Diário do Alentejo

O Sol quando nasce
Opinião

O Sol quando nasce

Vítor Encarnação, professor

06 de setembro 2025 - 08:00

O crepúsculo vai tomando conta da tarde, rouba a claridade e os reflexos dos vidros dos prédios altos onde ninguém irá dormir porque as camas fazem-se e desfazem-se apenas no outro lado do rio.

 

Mulheres e homens, ainda novos, já tão velhos, contam as moedas que estão no prato onde hão de comer restos nas traseiras dos restaurantes caros e fumam beatas apanhadas do chão imundo até os lábios tocarem no fogo.

 

As mulheres e os homens, cujas idades são um mistério, não é raro terem cães a quem dão a melhor parte dos restos que acham.
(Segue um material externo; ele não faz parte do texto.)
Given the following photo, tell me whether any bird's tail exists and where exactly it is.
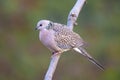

A noite cai, os homens e as mulheres que parecem não ter nem passado nem futuro gostam da noite, a noite torna-os ainda mais invisíveis, o escuro é a casa onde eles moram, uma noite de cada vez, vivem uma noite de cada vez.

 

Ninguém sabe de onde eles vêm, parece que foram postos ali para fazerem parte da cidade.

 

Ninguém quer saber a sua história, talvez nem eles se lembrem, talvez eles próprios se tenham já convencidos que nasceram ali, assim vestidos, assim sem dentes, assim sem camas. Talvez noutro tempo tenham vivido do outro lado do rio onde as camas se fazem e desfazem.

 

As mulheres e os homens, talvez novos, talvez velhos, fazem casas no chão das ruas. Talvez à custa de pancada, talvez por usucapião de um bocado de calçada, conquistaram sítios privilegiados, lugares abrigados do frio, da chuva e do vento. A alvorada vai tomando conta da noite, repõe a claridade.

 

Há um homem, talvez uma mulher, que dorme no passeio tapado com uma manta. Tudo em volta é ainda sombra, apenas aquela cama de cimento é inundada de Sol. O corpo espreguiça-se, depois aconchega-se e depois dorme outra vez. Um holofote de luz ilumina este teatro do absurdo.